I get my best ideas and insights on walks. This is clearly a positive thing—it promotes exercise and insights at the same time! So why would I resist it, thwart it?
Because in my efforts at self-healing, a big part of which has been mindfulness practices, I got the idea that the “right” way to take walks is to turn them into mindfulness meditation sessions.
I’m not knocking meditation or suggesting it’s overrated. I’m much calmer, less reactive, and more present to all that is important, and better able to let go of what’s not, during times when I’m disciplined about starting the day with sitting meditation, even if it’s only for 5 minutes. Personal experience aside, there are mountains of scientific evidence demonstrating the many benefits of meditation.

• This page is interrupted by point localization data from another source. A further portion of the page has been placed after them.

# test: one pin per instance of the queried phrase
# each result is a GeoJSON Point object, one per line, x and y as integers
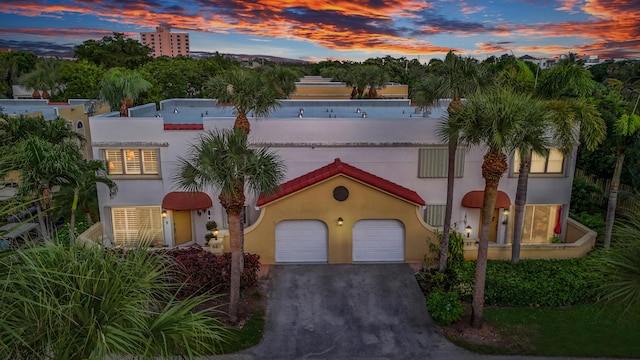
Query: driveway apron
{"type": "Point", "coordinates": [349, 311]}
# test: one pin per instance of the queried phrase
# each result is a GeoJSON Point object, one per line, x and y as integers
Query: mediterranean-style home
{"type": "Point", "coordinates": [365, 181]}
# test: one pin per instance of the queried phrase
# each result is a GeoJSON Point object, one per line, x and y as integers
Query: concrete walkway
{"type": "Point", "coordinates": [350, 311]}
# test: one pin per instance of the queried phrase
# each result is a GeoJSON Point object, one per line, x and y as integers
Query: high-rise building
{"type": "Point", "coordinates": [165, 43]}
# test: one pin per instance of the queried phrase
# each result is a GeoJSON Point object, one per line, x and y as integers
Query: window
{"type": "Point", "coordinates": [539, 223]}
{"type": "Point", "coordinates": [432, 162]}
{"type": "Point", "coordinates": [551, 164]}
{"type": "Point", "coordinates": [131, 225]}
{"type": "Point", "coordinates": [434, 215]}
{"type": "Point", "coordinates": [132, 161]}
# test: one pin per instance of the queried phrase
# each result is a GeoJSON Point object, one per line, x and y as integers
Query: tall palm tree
{"type": "Point", "coordinates": [222, 160]}
{"type": "Point", "coordinates": [494, 120]}
{"type": "Point", "coordinates": [454, 78]}
{"type": "Point", "coordinates": [567, 121]}
{"type": "Point", "coordinates": [43, 166]}
{"type": "Point", "coordinates": [247, 91]}
{"type": "Point", "coordinates": [121, 88]}
{"type": "Point", "coordinates": [627, 129]}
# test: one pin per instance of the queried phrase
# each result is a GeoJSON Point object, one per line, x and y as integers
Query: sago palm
{"type": "Point", "coordinates": [222, 160]}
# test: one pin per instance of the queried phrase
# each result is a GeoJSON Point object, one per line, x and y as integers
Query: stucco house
{"type": "Point", "coordinates": [365, 181]}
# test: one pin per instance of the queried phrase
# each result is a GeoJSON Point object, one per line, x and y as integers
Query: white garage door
{"type": "Point", "coordinates": [301, 241]}
{"type": "Point", "coordinates": [378, 240]}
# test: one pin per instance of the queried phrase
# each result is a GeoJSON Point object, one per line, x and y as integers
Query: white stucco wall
{"type": "Point", "coordinates": [387, 148]}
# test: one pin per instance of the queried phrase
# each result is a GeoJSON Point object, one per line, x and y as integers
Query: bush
{"type": "Point", "coordinates": [595, 222]}
{"type": "Point", "coordinates": [208, 272]}
{"type": "Point", "coordinates": [444, 307]}
{"type": "Point", "coordinates": [531, 282]}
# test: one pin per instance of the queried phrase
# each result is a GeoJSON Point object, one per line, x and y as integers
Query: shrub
{"type": "Point", "coordinates": [531, 282]}
{"type": "Point", "coordinates": [208, 272]}
{"type": "Point", "coordinates": [444, 306]}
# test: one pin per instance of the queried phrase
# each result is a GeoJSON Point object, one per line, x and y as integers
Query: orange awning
{"type": "Point", "coordinates": [474, 199]}
{"type": "Point", "coordinates": [184, 200]}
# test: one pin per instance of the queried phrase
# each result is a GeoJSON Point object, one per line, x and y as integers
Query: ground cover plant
{"type": "Point", "coordinates": [74, 302]}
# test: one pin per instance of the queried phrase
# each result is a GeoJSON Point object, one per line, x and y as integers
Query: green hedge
{"type": "Point", "coordinates": [531, 282]}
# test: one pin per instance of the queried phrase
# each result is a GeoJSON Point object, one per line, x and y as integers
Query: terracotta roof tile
{"type": "Point", "coordinates": [335, 168]}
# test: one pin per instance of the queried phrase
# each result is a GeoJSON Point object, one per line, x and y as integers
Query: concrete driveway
{"type": "Point", "coordinates": [348, 311]}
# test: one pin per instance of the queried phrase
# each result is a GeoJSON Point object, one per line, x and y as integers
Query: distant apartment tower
{"type": "Point", "coordinates": [165, 43]}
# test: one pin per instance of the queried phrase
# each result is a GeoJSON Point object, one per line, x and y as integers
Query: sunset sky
{"type": "Point", "coordinates": [316, 30]}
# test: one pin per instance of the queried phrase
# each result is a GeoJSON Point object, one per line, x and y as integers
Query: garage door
{"type": "Point", "coordinates": [378, 240]}
{"type": "Point", "coordinates": [301, 241]}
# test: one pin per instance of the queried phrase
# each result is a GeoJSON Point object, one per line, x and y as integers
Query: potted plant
{"type": "Point", "coordinates": [212, 225]}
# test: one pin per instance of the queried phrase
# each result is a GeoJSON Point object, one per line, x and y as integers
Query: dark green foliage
{"type": "Point", "coordinates": [114, 51]}
{"type": "Point", "coordinates": [444, 307]}
{"type": "Point", "coordinates": [62, 234]}
{"type": "Point", "coordinates": [584, 196]}
{"type": "Point", "coordinates": [532, 282]}
{"type": "Point", "coordinates": [595, 221]}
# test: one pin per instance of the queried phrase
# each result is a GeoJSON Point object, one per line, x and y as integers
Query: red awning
{"type": "Point", "coordinates": [474, 199]}
{"type": "Point", "coordinates": [183, 200]}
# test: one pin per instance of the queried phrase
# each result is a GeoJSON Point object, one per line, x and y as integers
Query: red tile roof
{"type": "Point", "coordinates": [335, 168]}
{"type": "Point", "coordinates": [475, 199]}
{"type": "Point", "coordinates": [183, 126]}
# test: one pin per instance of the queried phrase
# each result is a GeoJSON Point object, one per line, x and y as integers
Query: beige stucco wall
{"type": "Point", "coordinates": [582, 241]}
{"type": "Point", "coordinates": [308, 91]}
{"type": "Point", "coordinates": [316, 202]}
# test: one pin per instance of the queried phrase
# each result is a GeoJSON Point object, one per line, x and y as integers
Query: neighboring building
{"type": "Point", "coordinates": [365, 181]}
{"type": "Point", "coordinates": [320, 88]}
{"type": "Point", "coordinates": [75, 111]}
{"type": "Point", "coordinates": [165, 43]}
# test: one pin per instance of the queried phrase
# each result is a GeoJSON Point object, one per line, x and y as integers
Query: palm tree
{"type": "Point", "coordinates": [84, 186]}
{"type": "Point", "coordinates": [43, 166]}
{"type": "Point", "coordinates": [121, 88]}
{"type": "Point", "coordinates": [454, 78]}
{"type": "Point", "coordinates": [222, 160]}
{"type": "Point", "coordinates": [495, 120]}
{"type": "Point", "coordinates": [620, 265]}
{"type": "Point", "coordinates": [247, 91]}
{"type": "Point", "coordinates": [627, 129]}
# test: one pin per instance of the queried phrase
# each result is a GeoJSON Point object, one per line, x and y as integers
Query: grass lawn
{"type": "Point", "coordinates": [247, 336]}
{"type": "Point", "coordinates": [583, 330]}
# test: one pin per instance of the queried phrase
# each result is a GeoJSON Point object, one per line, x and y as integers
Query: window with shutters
{"type": "Point", "coordinates": [550, 164]}
{"type": "Point", "coordinates": [433, 161]}
{"type": "Point", "coordinates": [132, 161]}
{"type": "Point", "coordinates": [133, 225]}
{"type": "Point", "coordinates": [434, 215]}
{"type": "Point", "coordinates": [539, 223]}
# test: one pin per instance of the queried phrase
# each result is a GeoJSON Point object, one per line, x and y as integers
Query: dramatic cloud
{"type": "Point", "coordinates": [389, 26]}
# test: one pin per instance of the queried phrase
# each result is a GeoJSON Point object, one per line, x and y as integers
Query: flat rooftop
{"type": "Point", "coordinates": [194, 111]}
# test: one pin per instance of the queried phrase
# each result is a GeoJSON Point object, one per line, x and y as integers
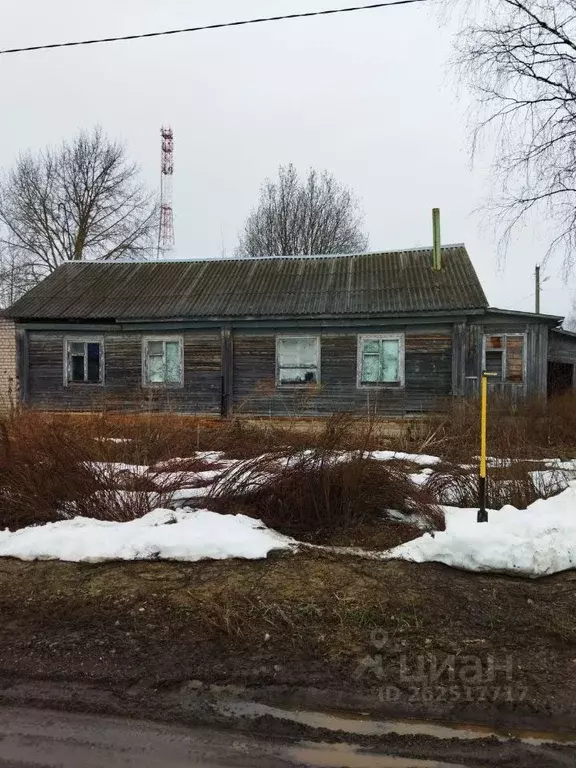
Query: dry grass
{"type": "Point", "coordinates": [53, 464]}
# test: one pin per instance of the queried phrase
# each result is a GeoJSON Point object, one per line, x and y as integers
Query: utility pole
{"type": "Point", "coordinates": [166, 225]}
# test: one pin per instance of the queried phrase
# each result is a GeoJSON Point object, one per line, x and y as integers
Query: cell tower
{"type": "Point", "coordinates": [166, 228]}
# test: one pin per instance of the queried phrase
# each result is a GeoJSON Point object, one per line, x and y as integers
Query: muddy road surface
{"type": "Point", "coordinates": [35, 738]}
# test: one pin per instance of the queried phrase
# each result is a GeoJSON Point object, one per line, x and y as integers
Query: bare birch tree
{"type": "Point", "coordinates": [82, 200]}
{"type": "Point", "coordinates": [295, 217]}
{"type": "Point", "coordinates": [519, 56]}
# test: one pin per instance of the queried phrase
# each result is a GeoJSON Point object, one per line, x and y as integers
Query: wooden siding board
{"type": "Point", "coordinates": [561, 349]}
{"type": "Point", "coordinates": [123, 380]}
{"type": "Point", "coordinates": [428, 360]}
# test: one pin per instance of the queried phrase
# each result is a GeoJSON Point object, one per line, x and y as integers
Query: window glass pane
{"type": "Point", "coordinates": [298, 352]}
{"type": "Point", "coordinates": [371, 369]}
{"type": "Point", "coordinates": [372, 346]}
{"type": "Point", "coordinates": [156, 369]}
{"type": "Point", "coordinates": [494, 342]}
{"type": "Point", "coordinates": [77, 367]}
{"type": "Point", "coordinates": [76, 347]}
{"type": "Point", "coordinates": [515, 358]}
{"type": "Point", "coordinates": [390, 360]}
{"type": "Point", "coordinates": [173, 362]}
{"type": "Point", "coordinates": [155, 347]}
{"type": "Point", "coordinates": [494, 363]}
{"type": "Point", "coordinates": [93, 352]}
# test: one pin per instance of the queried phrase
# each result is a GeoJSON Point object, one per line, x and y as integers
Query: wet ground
{"type": "Point", "coordinates": [257, 736]}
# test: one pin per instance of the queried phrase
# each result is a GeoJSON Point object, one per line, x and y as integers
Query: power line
{"type": "Point", "coordinates": [207, 27]}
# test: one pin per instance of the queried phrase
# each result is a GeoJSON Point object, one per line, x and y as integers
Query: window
{"type": "Point", "coordinates": [504, 357]}
{"type": "Point", "coordinates": [381, 360]}
{"type": "Point", "coordinates": [162, 361]}
{"type": "Point", "coordinates": [84, 361]}
{"type": "Point", "coordinates": [297, 360]}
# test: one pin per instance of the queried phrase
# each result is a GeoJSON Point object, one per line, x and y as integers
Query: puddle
{"type": "Point", "coordinates": [348, 756]}
{"type": "Point", "coordinates": [363, 725]}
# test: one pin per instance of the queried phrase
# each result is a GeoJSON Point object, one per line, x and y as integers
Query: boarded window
{"type": "Point", "coordinates": [380, 360]}
{"type": "Point", "coordinates": [298, 359]}
{"type": "Point", "coordinates": [504, 357]}
{"type": "Point", "coordinates": [515, 358]}
{"type": "Point", "coordinates": [163, 361]}
{"type": "Point", "coordinates": [84, 362]}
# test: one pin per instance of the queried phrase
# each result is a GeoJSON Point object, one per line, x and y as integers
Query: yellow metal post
{"type": "Point", "coordinates": [482, 513]}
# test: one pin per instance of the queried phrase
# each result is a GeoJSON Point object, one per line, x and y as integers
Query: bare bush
{"type": "Point", "coordinates": [518, 484]}
{"type": "Point", "coordinates": [311, 495]}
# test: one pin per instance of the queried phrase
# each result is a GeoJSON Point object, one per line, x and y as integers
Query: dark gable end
{"type": "Point", "coordinates": [378, 283]}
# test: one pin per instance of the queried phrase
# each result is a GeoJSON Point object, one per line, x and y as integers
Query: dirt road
{"type": "Point", "coordinates": [49, 739]}
{"type": "Point", "coordinates": [43, 738]}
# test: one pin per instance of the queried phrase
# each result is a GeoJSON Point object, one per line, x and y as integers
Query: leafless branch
{"type": "Point", "coordinates": [294, 217]}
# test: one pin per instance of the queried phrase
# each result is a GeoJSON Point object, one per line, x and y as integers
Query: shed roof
{"type": "Point", "coordinates": [391, 282]}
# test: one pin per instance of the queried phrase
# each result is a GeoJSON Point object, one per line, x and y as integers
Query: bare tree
{"type": "Point", "coordinates": [296, 217]}
{"type": "Point", "coordinates": [16, 276]}
{"type": "Point", "coordinates": [80, 201]}
{"type": "Point", "coordinates": [519, 56]}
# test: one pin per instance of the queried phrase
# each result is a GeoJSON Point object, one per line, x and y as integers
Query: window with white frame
{"type": "Point", "coordinates": [297, 360]}
{"type": "Point", "coordinates": [84, 361]}
{"type": "Point", "coordinates": [162, 362]}
{"type": "Point", "coordinates": [381, 360]}
{"type": "Point", "coordinates": [504, 356]}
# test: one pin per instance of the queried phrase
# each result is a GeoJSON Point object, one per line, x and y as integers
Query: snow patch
{"type": "Point", "coordinates": [162, 534]}
{"type": "Point", "coordinates": [537, 541]}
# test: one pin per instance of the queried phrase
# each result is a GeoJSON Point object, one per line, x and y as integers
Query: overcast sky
{"type": "Point", "coordinates": [367, 96]}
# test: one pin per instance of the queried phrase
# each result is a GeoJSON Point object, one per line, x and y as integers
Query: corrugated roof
{"type": "Point", "coordinates": [391, 282]}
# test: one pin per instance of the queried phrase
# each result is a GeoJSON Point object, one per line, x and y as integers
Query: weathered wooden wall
{"type": "Point", "coordinates": [536, 355]}
{"type": "Point", "coordinates": [562, 348]}
{"type": "Point", "coordinates": [428, 375]}
{"type": "Point", "coordinates": [233, 370]}
{"type": "Point", "coordinates": [122, 387]}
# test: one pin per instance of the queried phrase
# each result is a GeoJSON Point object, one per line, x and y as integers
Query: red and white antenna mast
{"type": "Point", "coordinates": [166, 229]}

I’m not saying there’s anything wrong with walking meditation, either. This can be a great practice, if and when it works for a person. What I am saying is, buying into the idea that that’s what I, personally, should be doing when I take walks—and more generally, that we should ALWAYS strive to be rooted in the exact present at all times—has not served me.
Besides buying into external ideas about the “right’ way to live, the mom multitasking habit has been part of the appeal of approaching walks as a mindfulness meditation. With two jobs and a family, it’s hard enough to find time for either exercise OR meditation, never mind both. Putting pressure on ourselves to make sure we’re doing all the things can take activities that are supposed to be nurturing and health promoting and turn them into just another item on the to-do list (and often one that doesn’t get done!). I guess I figured I could kill 2 birds with one stone and do both at the same time.
So I talked myself into focusing on the breath, the sensations of each step. But it didn’t make sense to me to turn inward like I was doing a sitting meditation when I was outside in the world. When that didn’t feel right, I focused on the sounds and seeing things I’ve never noticed before on the path I walk time and again. Staying in the moment by keeping my attention on the environment seemed the “right” way to do it. And it did make more sense.
But I still imposed the mindfulness meditation structure of noticing when the mind inevitably wandered and purposefully bringing it back to the present moment, and whatever sights and sounds were in the immediate experience. Whether or not what I found myself thinking about was actually worthwhile didn’t matter. It was to be redirected, reigned in.
What about the inherent value of daydreaming? Allowing the mind to wander? Is this really a thing to be avoided, or might there be a place for it? I’ve never read anything about this in books or articles specifically about mindfulness. (If you have, please share it in the comments!). As parents, most of us have heard by now that we need to protect our kids from over-scheduling and overstimulation so they have time and space even for boredom, and their minds and imaginations can wander and flourish. Why, then, should “aimless” thinking be a bad thing for adults?
I wish I could remember where I read this so I could credit the person, but recently I read something about the importance of having (or allowing) time and space for the mind to wander, and how for the author, that happens most naturally and easily when he’s walking. The author said daydreaming while walking is when the best problem-solving and creative ideas happen, because new ideas as well as different ways of thinking about the same things are more likely to arise spontaneously.
That’s how it is for me, too! I thought. And look, it’s more than OK. Maybe it’s especially good. I knew it!
As we get older, we come to accept some things about ourselves. That’s a fine balance, because I want to keep learning and growing until my time on this beautiful and wounded planet is over. And yet, there’s comfort and self-respect in accepting that certain things can just be, and don’t need to change or evolve. (Or even, with some things, that it might be good if they changed, but they probably won’t. And that’s still OK.)
Letting the mind go wherever it’s going while walking—this I am no longer trying to change, which is liberating on many levels. It removes an item on the long list of things I feel internal pressure to “improve.” And it frees me up to do what WORKS. What works, in this case, happens to be the same as what feels natural and automatic for me. That is most definitely not always true, and it feels like a gift. I’ll take it.
By the way, I already knew all this, about me and walking, but didn’t trust it until I read someone else say the same thing. This is not necessarily a bad thing—it illustrates the power of writing, and the value of reading many different perspectives. And yet, I often don’t trust what I know if it’s contrary to something I’ve at least partially bought into, until I have external confirmation from someone who says exactly what I’m feeling.
Especially with habits that take some discipline, like any kind of meditation, it’s easy to think that if a standard recommendation doesn’t gel with you, it’s just the typical resistance we feel when trying to adopt healthy habits. That can be true, but sometimes it’s not. Sometimes, you just know what works for you, and what doesn’t. Placing more trust in that is one thing I wouldn’t mind changing, as I try to find the sweet spot between healthy commitment to growth and being on a hamster wheel of perpetual self-improvement projects (a state of being which is at once self-critical and self-absorbed).
In between the wanderings and mental tangents, I still make a point to listen to the birds. And the kids playing in the park as I walk by. And I still make it a point to look around and notice things, like how the trees look a just a little different than the day before, in the spring and fall. Going through this process gave me that, which is good. I’ll keep it.